The Invisible Killer: How TLB Misses Wreck Perf

Everyone knows about cache misses. You profile your code, see L3 misses spiking, and immediately understand why performance tanked. But there's another memory hierarchy lurking beneath the surface that can silently destroy your performance: virtual memory translation.

The Translation Lookaside Buffer (TLB) and the page table machinery that implements virtual memory work beautifully most of the time but can easily turn fast memory accesses into multi-hundred-cycle stalls. If you haven't spent much time in the systems programming trenches you might find the extent of the effect surprising. Everything here applies to x86, ARM, and most flavors of GPU.

A Simple Graph Walk

Let's consider a toy workload that demonstrates this beautifully. A graph walk: we have an array of vertices, where each vertex occupies exactly 64 bytes (one x86 cache line) and contains four indices pointing to outgoing edges. Our algorithm is dead simple - land on a vertex, randomly pick one of the four edges, follow it to the next vertex, repeat.

When the entire graph fits in cache, this flies. For larger datasets you would think that since each vertex is just a single load, we would be looking at ~70-80 ns. But scale up to a 10 GB working set and something strange happens: the per-hop time starts showing triple digit nanoseconds and p95 shoots up to 2x the median time. So what's burning the extra cycles?

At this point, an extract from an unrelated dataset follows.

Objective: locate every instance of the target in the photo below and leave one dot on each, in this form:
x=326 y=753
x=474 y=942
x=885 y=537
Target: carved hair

Plot the distribution of per-hop times as you scale and you see three distinct regimes emerge. At small sizes everything is straight from cache. Scale to hundreds of megabytes and times increase but plateau - loads are hitting DRAM, but TLB entries are still cached. But at multiple gigabytes suddenly you're in a world of pain: full page table walks.

The Hidden Machinery

Quick refresher: modern processors don't directly access physical memory addresses. Every memory reference goes through virtual memory translation - your program's virtual address gets mapped to a physical address via page tables managed by the kernel. The TLB is a small, fast cache of recent translations. On x86 you typically get 64 L1 dTLB 4 KiB entries per core; the unified L2 or shared TLB has about 1.5K entries on Intel and 2-3K on newer AMD parts.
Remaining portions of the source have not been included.